Gaetano Spampinato (*1995) was born and grew up in Catania, on the east coast of Sicily. After graduating from high school at the Liceo Classico Gulli e Pennisi, he obtained a bachelor’s degree in Classics at the University of Bologna (2013-106) and, subsequently, a Masters in Classical Philology and History of Religions (2016-2019). Gaetano was also a student of the Collegio Superiore (2013-2019), the school of excellence at the University of Bologna, which provides interdisciplinary education to highly selected students. At the Collegio, he had the opportunity to explore various disciplines and research approaches beyond philology, including medieval history and the anthropology of religions. Throughout his years as a student, Gaetano pursued various academic interests and gained research experience abroad. He was hosted at the École Biblique et Archéologique (2016) in Jerusalem while completing his BA dissertation and was an exchange student at the École Normale Supérieure in Paris (2016). Gaetano also attended courses at University of Cyprus in Nicosia (2016) and at the Institute of Balkan Studies in Thessaloniki (2017), where he focused on studying Byzantine and modern-Greek language and history. 
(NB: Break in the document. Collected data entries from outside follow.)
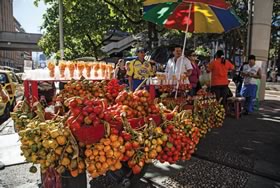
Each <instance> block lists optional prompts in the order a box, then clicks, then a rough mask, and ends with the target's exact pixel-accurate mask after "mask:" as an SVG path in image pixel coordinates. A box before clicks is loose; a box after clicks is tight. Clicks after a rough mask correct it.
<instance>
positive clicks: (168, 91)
mask: <svg viewBox="0 0 280 188" xmlns="http://www.w3.org/2000/svg"><path fill="white" fill-rule="evenodd" d="M173 90H174V85H159V91H160V92H161V93H171V92H172V91H173Z"/></svg>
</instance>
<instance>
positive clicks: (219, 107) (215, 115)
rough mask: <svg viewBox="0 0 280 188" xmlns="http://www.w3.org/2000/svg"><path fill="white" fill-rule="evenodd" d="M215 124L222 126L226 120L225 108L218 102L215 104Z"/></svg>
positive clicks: (214, 116)
mask: <svg viewBox="0 0 280 188" xmlns="http://www.w3.org/2000/svg"><path fill="white" fill-rule="evenodd" d="M214 112H215V114H214V125H215V127H221V126H222V125H223V123H224V120H225V116H226V113H225V108H224V107H223V105H221V104H216V105H215V106H214Z"/></svg>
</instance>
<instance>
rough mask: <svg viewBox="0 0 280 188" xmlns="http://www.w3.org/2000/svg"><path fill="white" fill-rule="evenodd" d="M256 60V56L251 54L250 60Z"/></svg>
mask: <svg viewBox="0 0 280 188" xmlns="http://www.w3.org/2000/svg"><path fill="white" fill-rule="evenodd" d="M251 59H252V60H256V56H254V55H249V57H248V60H251Z"/></svg>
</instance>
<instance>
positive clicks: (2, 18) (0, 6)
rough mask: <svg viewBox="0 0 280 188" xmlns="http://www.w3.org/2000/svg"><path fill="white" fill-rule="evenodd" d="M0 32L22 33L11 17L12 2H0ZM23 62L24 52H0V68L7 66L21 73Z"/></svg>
mask: <svg viewBox="0 0 280 188" xmlns="http://www.w3.org/2000/svg"><path fill="white" fill-rule="evenodd" d="M0 31H6V32H23V31H24V30H23V31H22V28H21V25H20V24H19V22H18V21H17V20H16V19H15V18H14V16H13V0H0ZM30 53H31V52H30ZM23 62H24V52H20V51H4V50H0V66H8V67H11V68H16V69H18V70H21V71H22V70H23Z"/></svg>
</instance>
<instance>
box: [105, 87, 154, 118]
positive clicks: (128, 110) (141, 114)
mask: <svg viewBox="0 0 280 188" xmlns="http://www.w3.org/2000/svg"><path fill="white" fill-rule="evenodd" d="M109 110H111V112H112V114H113V115H117V116H119V117H120V114H121V113H125V114H126V118H127V119H132V118H142V117H147V116H149V115H151V114H159V108H158V106H157V105H156V104H155V102H154V100H152V99H151V97H150V94H149V92H148V91H146V90H138V91H136V92H127V91H122V92H120V93H119V95H118V96H117V98H116V105H114V106H112V107H111V108H110V109H109Z"/></svg>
Since September 2019, Gaetano has been working as a Doctoral Assistant at the University of Fribourg, Switzerland, as part of the SNSF Eccellenza Project “The Religious Competition in Late Antiquity”, under the direction of Prof. Francesco Massa. His doctoral research focuses on analysing how late antique heresiologists, particularly Epiphanius of Salamis and his Panarion, constructed the image of heretics through their descriptions of (real or imagined) rituals from the 4th century onwards. This investigation into ritual practices in heresiological texts has revealed the development of a “heresiological model” in Late antique heresiology, a model which subsequently influenced later authors in how they portrayed “otherness”. One such example is seen in how John of Damascus dealt with the “heresy of the Ishmaelites” – Islam. During the final phase of his PhD, Gaetano conducted a research period at the Institut für Byzantinistik und Neogräzistik of Vienna. He was also Visiting Fellow at the University of Bielefeld, where he conducted a seminar on religious lexical changes in Late Antiquity.